名作アニメ “Magical Maestro”/カルロス・フリオ・ラミレスの「私は町の何でも屋」 [オペラの話題]
イタオペ派とはいえジョアッキーノ・ロッシーニの作品はあんまり…というか、ほとんど聴いていません。贔屓歌手の音源があればしぶしぶ聴くくらいです。
なぜロッシーニが苦手かというと、ホラ、私はでっかい声でぐわぁ~!! と押してくるような歌唱を好みますから、技巧的でヒラヒラした歌は聴くのがなんだか恥ジュカチイのダ…(*´ω`*)
《セビリアの理髪師》は、トーマス・アレンの録音のおかげでけっこう好きになりましたが、このオペラの看板とも言える理髪師フィガロの有名なカヴァティーナ「私は町の何でも屋」は、いまだにこっぱずかしくて正気では聴けません。
特に、惚れた歌手だったりすると、ねぇ。
「ああああこんなチャラチャラした歌をっ!! やめてえええええ!!」
と身悶えしちゃう(笑)
ロッシーニファンの皆さん、ごめんなさいね。
それはさておき。「私は町の何でも屋」は、オペラに興味が無い人でも、一度は耳にしたことがあるでしょうってくらい有名なんじゃないかと思います。
“ふぃ~~がろ、ふぃ~がろ、ふぃがろふぃがろふぃがろふぃがろふぃがろ…” と聞けば「あ~ァ、なんか知ってるかも」となるのでは?
この歌が広く知られている要因は、昔TVでやっていたこのアニメにあるんじゃないかと。
Metro-Goldwyn-Mayer (MGM) の名作短編、“Magical Maestro (日本語タイトル:オペラ騒動/へんてこなオペラ)” です。

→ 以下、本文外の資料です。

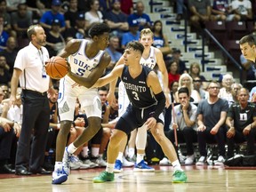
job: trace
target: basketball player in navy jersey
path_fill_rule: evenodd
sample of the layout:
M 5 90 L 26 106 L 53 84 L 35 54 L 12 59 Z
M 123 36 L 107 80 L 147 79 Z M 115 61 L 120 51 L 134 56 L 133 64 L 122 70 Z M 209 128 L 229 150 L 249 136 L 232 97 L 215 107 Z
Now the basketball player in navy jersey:
M 167 74 L 167 70 L 166 70 L 166 67 L 165 67 L 165 63 L 163 58 L 162 52 L 159 49 L 152 46 L 153 37 L 154 37 L 154 34 L 150 30 L 150 28 L 144 28 L 143 30 L 140 31 L 139 42 L 143 44 L 144 52 L 140 60 L 140 64 L 148 66 L 151 69 L 153 69 L 156 66 L 157 66 L 158 71 L 159 71 L 158 75 L 162 76 L 161 85 L 165 94 L 166 108 L 168 108 L 170 106 L 170 91 L 168 88 L 168 74 Z M 119 64 L 124 64 L 124 56 L 121 57 L 121 59 L 118 60 L 116 66 Z M 119 84 L 118 88 L 119 88 L 119 94 L 122 93 L 121 92 L 122 90 L 125 90 L 122 83 Z M 113 89 L 113 84 L 110 84 L 110 88 L 109 88 L 108 92 L 112 93 L 114 90 L 115 89 Z M 108 98 L 108 100 L 110 103 L 111 103 L 111 100 L 112 100 L 111 97 Z M 121 108 L 123 108 L 125 110 L 126 107 L 129 104 L 129 100 L 127 99 L 127 95 L 125 92 L 123 94 L 121 94 L 121 96 L 119 97 L 118 103 L 121 105 Z M 120 109 L 120 111 L 122 111 L 122 108 Z M 134 171 L 135 172 L 154 172 L 155 169 L 153 167 L 148 166 L 144 162 L 145 148 L 147 144 L 146 127 L 141 127 L 138 129 L 137 132 L 136 132 L 136 130 L 134 130 L 134 132 L 131 133 L 131 138 L 132 139 L 133 137 L 133 140 L 135 140 L 134 137 L 136 137 L 136 133 L 137 133 L 137 138 L 136 138 L 137 158 L 136 158 Z M 120 172 L 122 170 L 123 154 L 124 154 L 125 146 L 126 146 L 126 140 L 123 140 L 123 142 L 120 145 L 120 152 L 116 162 L 115 172 Z
M 152 132 L 165 156 L 170 158 L 174 168 L 172 182 L 187 181 L 175 149 L 164 133 L 162 112 L 165 106 L 165 97 L 158 77 L 149 68 L 140 64 L 143 51 L 144 47 L 140 43 L 130 42 L 123 55 L 124 65 L 116 66 L 110 74 L 99 79 L 94 84 L 103 86 L 120 77 L 131 101 L 113 130 L 108 147 L 106 171 L 93 178 L 95 183 L 114 180 L 114 165 L 121 141 L 132 130 L 143 124 Z
M 89 30 L 90 40 L 73 39 L 59 55 L 68 59 L 70 70 L 60 82 L 58 103 L 60 129 L 57 137 L 52 184 L 60 184 L 68 180 L 72 154 L 100 129 L 100 100 L 98 90 L 91 87 L 102 76 L 111 60 L 110 56 L 104 52 L 109 44 L 109 32 L 108 25 L 95 24 Z M 76 98 L 80 100 L 81 108 L 86 111 L 89 125 L 65 148 L 74 118 Z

(⇒こちら)
人気アニメ『トムとジェリー』の「真ん中の作品」として、子どもの頃に見た人も多いのではないかと思います。
画像をクリックするとYouTubeへ飛びます。懐かしい映像をご覧ください。
私はもー、これが好きで好きで…!! 『トムとジェリー』が再放送されるたびに、「真ん中の時間」にこれをやってくれるのを楽しみにしていました。高校生の時は見逃したくないばかりに毎日録画予約をしていたくらいです。

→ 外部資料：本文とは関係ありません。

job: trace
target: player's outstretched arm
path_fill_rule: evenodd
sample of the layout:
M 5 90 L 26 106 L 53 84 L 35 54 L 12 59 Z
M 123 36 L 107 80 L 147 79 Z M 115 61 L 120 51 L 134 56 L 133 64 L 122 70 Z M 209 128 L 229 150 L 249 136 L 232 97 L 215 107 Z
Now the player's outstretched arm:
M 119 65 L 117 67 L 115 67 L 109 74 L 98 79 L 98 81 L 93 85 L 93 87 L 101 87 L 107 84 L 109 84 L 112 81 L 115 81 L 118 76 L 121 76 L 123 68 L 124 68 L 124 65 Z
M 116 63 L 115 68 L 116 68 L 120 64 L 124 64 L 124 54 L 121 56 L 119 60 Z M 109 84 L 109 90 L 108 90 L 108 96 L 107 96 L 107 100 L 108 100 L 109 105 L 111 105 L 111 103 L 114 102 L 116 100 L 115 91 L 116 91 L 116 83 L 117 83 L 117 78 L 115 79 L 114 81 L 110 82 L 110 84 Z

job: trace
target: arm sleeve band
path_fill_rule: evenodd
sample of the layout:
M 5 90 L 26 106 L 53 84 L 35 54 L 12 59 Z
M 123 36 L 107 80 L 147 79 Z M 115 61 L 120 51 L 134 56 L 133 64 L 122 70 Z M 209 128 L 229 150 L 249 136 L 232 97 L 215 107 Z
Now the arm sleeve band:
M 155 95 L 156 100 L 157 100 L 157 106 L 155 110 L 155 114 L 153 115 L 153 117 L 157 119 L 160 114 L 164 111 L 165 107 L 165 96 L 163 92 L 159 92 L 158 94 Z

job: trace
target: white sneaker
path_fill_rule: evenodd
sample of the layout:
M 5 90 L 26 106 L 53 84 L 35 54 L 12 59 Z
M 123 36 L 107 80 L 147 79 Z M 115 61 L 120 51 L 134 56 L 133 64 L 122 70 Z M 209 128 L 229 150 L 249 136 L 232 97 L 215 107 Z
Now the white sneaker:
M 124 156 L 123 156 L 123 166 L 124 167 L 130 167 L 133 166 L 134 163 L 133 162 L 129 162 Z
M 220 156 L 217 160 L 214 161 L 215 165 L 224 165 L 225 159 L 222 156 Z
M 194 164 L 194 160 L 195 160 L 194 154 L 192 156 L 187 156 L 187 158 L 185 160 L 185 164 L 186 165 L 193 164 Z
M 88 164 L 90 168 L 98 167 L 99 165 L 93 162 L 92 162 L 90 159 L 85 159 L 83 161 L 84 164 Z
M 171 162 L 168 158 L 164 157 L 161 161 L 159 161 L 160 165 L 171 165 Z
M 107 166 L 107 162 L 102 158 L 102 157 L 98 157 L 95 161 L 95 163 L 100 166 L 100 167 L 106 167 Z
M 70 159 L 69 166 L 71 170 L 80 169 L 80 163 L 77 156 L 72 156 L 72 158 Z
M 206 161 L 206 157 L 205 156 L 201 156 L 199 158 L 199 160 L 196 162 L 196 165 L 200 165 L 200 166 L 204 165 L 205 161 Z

フィルムに付着した糸くずを引っこ抜くという斬新なギャグや、お約束的なネタも満載ですが、それ以上にスゴイなぁと思うのは、歌っているスパイクの口の動きがちゃんと歌詞と合っていること。「ラララ、ラララ」の舌の動きなんて職人芸だと思います。
アニメーターはテックス・アヴェリーという人で、ハリウッド時代のカトゥーン黄金期を築いたアニメ監督の一人なのだそうです。ウォルト・ディズニーの『白雪姫』のように実写フィルムからアニメのセルに描き写す「ウルトラ・リアリズム」から脱却し、カトゥーン特有の「マンガ物理学」を採用して抱腹絶倒なアニメーション作品の数々を生み出したとのことです。(参照)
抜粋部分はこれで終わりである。